L’ abandon

L'abandon

BARBARA J. LEVIN O’RIORDAN nous transmet ce qu’elle a découvert sur la beauté de l’abandon tout au long des années passées auprès de P. Rajagopalachari.

Beaucoup de gens se posent des questions sur la notion d’abandon dans une voie spirituelle. Pourquoi? Parce que l’abandon fait peur. On l’imagine comme un état infamant – une forme de soumission, un renoncement à la conduite de sa vie, à ses choix… une sorte d’esclavage. L’exemple alarmant de Jim Jones ou de Luc Jouret qui ont poussé leurs adeptes au suicide collectif vient tout de suite à l’esprit. Or le véritable abandon n’a strictement rien à voir avec tout cela.

Nous avons tous un Soi supérieur. Même s’il est difficile à définir, nous sommes nombreux à ressentir la présence en nous de quelque chose de plus grand. Certains le vivent comme une présence palpable, ou encore comme la conscience – qui nous donne un sentiment de malaise quand on fait quelque chose de mal. D’autres le décrivent comme une «boussole morale». Pour d’autres enfin c’est relié aux sensations profondes qui les envahissent à la vue ou à l’écoute de quelque chose de beau.

Peu importe le nom qu’on lui donne, mais chacun en a fait l’expérience d’une manière ou d’une autre. C’est notre «compagnon éternel» – quelque chose qui nous accompagne toute notre vie.

Quand nous écoutons et suivons notre Soi, nous nous sentons bientôt vivants, heureux, comblés. Lorsque nous l’ignorons, il ne nous quitte pas, il se met simplement en veilleuse, attendant le moment où nous serons à nouveau enclins à l’écouter.

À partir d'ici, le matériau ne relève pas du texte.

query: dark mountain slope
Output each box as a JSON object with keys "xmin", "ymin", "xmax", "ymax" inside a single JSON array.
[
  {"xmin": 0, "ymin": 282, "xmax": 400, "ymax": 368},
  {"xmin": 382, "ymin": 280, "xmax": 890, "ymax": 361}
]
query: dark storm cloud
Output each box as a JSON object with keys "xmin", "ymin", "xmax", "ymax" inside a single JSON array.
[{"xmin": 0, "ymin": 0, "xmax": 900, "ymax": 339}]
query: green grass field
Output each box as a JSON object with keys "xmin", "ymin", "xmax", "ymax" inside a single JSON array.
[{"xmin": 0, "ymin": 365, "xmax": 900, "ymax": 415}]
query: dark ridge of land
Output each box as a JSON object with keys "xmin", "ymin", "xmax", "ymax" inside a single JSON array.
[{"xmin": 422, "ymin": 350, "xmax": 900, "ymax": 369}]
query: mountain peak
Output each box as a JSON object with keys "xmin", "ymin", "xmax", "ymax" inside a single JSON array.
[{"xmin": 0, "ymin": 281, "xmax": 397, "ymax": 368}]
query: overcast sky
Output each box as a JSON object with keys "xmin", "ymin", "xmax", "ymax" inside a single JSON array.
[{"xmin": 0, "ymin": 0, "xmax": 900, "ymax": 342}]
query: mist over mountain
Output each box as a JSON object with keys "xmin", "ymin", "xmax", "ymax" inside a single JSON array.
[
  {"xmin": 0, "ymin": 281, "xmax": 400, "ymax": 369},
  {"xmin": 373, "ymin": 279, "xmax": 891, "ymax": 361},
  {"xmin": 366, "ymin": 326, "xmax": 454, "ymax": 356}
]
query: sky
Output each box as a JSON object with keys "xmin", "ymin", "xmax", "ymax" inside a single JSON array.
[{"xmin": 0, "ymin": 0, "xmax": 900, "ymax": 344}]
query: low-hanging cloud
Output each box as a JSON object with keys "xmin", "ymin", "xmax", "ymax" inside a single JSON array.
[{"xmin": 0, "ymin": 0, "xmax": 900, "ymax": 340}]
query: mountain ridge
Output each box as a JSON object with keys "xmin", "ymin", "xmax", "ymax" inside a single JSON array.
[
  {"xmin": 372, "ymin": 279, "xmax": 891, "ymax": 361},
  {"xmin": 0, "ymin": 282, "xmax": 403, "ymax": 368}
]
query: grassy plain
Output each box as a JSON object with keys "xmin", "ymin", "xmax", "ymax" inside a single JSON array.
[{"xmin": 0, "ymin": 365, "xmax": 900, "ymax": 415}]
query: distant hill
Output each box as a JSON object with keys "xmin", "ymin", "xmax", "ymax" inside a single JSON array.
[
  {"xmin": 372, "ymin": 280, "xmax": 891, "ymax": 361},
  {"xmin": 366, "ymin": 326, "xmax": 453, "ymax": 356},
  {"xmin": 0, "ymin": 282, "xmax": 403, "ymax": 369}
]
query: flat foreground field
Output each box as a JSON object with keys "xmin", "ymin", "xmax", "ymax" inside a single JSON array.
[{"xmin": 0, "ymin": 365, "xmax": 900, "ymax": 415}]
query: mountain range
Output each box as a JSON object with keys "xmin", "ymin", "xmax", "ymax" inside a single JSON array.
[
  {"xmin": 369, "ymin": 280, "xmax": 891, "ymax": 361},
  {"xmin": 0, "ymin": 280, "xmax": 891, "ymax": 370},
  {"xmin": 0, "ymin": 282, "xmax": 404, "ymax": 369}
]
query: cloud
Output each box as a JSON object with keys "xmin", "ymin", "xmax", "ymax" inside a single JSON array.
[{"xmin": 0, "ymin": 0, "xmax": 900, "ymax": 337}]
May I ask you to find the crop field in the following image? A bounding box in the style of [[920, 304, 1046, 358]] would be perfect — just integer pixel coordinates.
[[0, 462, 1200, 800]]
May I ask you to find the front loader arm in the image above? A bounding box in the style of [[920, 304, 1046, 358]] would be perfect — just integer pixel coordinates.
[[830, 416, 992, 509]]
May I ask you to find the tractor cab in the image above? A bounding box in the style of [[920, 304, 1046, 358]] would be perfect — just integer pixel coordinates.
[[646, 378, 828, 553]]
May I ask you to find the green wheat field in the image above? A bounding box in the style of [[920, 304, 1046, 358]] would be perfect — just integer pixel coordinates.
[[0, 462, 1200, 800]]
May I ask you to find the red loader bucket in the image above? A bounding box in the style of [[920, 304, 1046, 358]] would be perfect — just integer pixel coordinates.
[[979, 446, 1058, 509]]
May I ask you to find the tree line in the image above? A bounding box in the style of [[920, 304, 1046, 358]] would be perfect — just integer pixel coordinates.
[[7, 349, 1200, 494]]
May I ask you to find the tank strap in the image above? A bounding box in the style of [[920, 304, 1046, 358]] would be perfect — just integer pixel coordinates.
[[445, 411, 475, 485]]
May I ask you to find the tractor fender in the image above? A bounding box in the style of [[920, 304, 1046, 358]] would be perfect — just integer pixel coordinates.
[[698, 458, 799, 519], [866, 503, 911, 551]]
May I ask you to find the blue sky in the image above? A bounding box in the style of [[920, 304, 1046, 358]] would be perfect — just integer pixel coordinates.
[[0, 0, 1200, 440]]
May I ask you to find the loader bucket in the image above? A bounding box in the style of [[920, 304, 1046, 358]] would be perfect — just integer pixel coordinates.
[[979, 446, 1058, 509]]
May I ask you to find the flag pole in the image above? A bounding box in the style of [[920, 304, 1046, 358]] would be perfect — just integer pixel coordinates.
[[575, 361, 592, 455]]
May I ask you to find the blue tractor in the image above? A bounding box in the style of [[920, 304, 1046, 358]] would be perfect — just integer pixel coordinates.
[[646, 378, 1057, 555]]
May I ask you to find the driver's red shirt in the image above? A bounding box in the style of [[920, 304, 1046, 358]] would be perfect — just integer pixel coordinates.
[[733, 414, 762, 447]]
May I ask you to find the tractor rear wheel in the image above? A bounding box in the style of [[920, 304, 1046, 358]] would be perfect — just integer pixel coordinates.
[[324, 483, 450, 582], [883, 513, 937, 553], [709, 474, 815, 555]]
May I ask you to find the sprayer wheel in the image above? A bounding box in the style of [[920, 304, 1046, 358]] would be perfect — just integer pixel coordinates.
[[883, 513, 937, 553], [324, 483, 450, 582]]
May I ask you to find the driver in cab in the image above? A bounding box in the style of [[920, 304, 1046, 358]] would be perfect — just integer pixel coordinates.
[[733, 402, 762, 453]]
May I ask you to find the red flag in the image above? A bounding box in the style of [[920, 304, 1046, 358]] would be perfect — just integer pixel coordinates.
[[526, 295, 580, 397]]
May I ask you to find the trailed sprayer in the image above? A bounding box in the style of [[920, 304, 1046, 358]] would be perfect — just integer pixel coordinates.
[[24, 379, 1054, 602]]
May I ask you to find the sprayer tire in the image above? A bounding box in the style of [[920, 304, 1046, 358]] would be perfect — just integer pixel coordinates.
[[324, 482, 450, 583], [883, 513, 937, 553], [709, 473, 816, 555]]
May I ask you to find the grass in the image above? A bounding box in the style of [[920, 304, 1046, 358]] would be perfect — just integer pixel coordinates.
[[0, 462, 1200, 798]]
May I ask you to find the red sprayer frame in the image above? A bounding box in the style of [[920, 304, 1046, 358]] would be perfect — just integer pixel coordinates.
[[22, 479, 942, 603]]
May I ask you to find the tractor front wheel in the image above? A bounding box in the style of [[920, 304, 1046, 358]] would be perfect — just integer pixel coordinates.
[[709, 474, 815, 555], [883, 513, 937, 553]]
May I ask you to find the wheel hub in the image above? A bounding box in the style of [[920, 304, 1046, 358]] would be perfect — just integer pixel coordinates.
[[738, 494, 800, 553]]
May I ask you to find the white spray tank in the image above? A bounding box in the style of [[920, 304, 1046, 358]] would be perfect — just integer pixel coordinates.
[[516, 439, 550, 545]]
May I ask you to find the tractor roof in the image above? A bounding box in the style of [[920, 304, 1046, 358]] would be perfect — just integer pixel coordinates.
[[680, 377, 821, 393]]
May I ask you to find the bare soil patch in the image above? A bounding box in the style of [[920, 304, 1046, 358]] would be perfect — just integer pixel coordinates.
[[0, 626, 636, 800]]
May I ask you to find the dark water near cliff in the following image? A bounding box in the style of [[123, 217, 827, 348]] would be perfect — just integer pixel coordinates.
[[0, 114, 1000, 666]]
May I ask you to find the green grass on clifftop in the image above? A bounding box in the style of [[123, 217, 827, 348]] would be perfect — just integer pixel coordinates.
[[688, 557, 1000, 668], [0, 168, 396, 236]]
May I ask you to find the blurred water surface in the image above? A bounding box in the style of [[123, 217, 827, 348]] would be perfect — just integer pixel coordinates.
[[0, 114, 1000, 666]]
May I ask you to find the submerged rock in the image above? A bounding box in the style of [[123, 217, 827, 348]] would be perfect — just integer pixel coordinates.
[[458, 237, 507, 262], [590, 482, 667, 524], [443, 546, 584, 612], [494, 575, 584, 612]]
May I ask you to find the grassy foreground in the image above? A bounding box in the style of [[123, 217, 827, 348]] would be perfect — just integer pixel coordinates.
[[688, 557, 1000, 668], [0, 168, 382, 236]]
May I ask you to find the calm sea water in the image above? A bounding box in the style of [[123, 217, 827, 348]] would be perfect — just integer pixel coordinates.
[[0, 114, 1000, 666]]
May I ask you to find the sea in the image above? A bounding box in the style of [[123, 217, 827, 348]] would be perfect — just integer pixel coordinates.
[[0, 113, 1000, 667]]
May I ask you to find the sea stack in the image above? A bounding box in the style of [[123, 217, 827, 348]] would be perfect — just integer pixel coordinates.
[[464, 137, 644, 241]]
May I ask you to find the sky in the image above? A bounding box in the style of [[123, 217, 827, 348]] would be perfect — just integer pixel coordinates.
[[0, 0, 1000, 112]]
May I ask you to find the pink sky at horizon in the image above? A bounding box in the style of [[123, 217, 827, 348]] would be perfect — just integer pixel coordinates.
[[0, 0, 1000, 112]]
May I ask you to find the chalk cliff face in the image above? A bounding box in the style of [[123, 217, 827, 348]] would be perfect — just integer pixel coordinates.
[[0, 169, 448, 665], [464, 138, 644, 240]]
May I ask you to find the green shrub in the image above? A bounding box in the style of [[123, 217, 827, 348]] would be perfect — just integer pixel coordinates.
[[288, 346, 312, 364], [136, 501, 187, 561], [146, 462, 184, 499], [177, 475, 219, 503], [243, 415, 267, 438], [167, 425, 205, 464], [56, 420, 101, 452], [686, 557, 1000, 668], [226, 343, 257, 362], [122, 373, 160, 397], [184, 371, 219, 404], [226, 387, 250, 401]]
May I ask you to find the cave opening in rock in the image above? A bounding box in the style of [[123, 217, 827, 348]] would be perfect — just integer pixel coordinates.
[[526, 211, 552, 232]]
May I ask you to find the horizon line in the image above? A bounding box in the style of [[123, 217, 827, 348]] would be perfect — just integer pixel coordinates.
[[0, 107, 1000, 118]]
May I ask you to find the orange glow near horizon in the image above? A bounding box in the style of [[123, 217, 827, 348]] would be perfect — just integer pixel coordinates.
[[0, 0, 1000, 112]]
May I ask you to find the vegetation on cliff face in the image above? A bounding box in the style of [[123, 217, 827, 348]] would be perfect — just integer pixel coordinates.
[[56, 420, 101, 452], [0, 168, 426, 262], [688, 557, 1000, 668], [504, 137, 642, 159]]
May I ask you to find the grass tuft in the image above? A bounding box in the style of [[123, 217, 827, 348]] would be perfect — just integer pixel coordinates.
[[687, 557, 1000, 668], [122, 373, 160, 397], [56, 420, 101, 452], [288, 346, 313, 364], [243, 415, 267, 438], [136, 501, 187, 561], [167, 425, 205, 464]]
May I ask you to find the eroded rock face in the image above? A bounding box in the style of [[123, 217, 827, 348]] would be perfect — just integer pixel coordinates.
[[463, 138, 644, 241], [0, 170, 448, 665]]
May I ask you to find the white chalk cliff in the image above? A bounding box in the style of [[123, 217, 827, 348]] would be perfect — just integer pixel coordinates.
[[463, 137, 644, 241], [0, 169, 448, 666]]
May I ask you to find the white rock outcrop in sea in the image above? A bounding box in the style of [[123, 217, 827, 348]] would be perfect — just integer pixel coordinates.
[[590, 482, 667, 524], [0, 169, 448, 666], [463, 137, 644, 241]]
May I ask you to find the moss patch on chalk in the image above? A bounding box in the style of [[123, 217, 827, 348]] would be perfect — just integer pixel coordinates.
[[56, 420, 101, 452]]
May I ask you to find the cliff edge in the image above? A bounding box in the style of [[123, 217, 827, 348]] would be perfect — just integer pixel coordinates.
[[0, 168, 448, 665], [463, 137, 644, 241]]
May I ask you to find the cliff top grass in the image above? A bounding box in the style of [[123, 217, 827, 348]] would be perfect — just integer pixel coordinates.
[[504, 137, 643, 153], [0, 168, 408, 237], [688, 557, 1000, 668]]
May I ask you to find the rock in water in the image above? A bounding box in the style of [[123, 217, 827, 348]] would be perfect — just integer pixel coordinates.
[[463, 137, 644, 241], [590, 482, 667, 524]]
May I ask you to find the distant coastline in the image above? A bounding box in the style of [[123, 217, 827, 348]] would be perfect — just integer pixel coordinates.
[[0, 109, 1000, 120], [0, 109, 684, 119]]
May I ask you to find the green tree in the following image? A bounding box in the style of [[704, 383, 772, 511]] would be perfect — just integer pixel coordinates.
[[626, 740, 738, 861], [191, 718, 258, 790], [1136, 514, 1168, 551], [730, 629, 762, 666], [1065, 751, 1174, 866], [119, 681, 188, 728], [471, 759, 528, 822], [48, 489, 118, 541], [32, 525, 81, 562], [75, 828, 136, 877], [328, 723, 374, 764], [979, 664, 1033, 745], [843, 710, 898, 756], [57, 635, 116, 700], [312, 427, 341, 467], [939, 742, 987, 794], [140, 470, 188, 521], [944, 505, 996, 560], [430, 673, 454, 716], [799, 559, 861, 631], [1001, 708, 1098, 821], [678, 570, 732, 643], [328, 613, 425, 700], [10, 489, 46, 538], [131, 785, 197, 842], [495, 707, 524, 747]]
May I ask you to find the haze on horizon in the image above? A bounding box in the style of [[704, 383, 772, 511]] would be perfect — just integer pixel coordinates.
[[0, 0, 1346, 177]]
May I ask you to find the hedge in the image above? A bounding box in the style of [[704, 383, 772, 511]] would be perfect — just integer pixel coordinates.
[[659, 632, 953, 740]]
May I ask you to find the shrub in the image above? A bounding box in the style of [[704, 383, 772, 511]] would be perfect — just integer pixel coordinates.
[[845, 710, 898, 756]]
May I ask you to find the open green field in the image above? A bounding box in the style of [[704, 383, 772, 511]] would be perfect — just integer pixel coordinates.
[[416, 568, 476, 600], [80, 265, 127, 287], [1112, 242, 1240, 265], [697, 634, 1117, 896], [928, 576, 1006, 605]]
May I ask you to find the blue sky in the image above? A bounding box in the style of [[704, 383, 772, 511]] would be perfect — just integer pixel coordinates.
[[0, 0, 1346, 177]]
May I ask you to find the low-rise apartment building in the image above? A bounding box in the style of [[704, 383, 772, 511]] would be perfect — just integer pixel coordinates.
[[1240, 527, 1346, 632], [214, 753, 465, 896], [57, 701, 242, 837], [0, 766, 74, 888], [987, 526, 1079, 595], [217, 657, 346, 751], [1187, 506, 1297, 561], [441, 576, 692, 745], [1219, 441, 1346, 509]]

Quand nous le négligeons et qu’il s’assoupit, nous nous sentons lourds, notre réalité se complique. Les doutes et les pensées contradictoires nous assaillent, nous avons de la peine à prendre des décisions, et c’est la déprime, la colère ou la confusion. Pourtant, même lorsque nous sommes dans cet état, notre Soi supérieur attend que nous l’écoutions et que nous répondions à ses injonctions.

L’abandon spirituel, c’est simplement l’acte de nous en remettre à cette partie supérieure de nous-mêmes pour nos décisions. C’est avoir le courage de répondre de plus en plus à ses exigences. Le Soi commence par être un invité dans notre cœur. Puis un jour, l’invité devient l’hôte. Notre vie, même discrètement, devient alors héroïque.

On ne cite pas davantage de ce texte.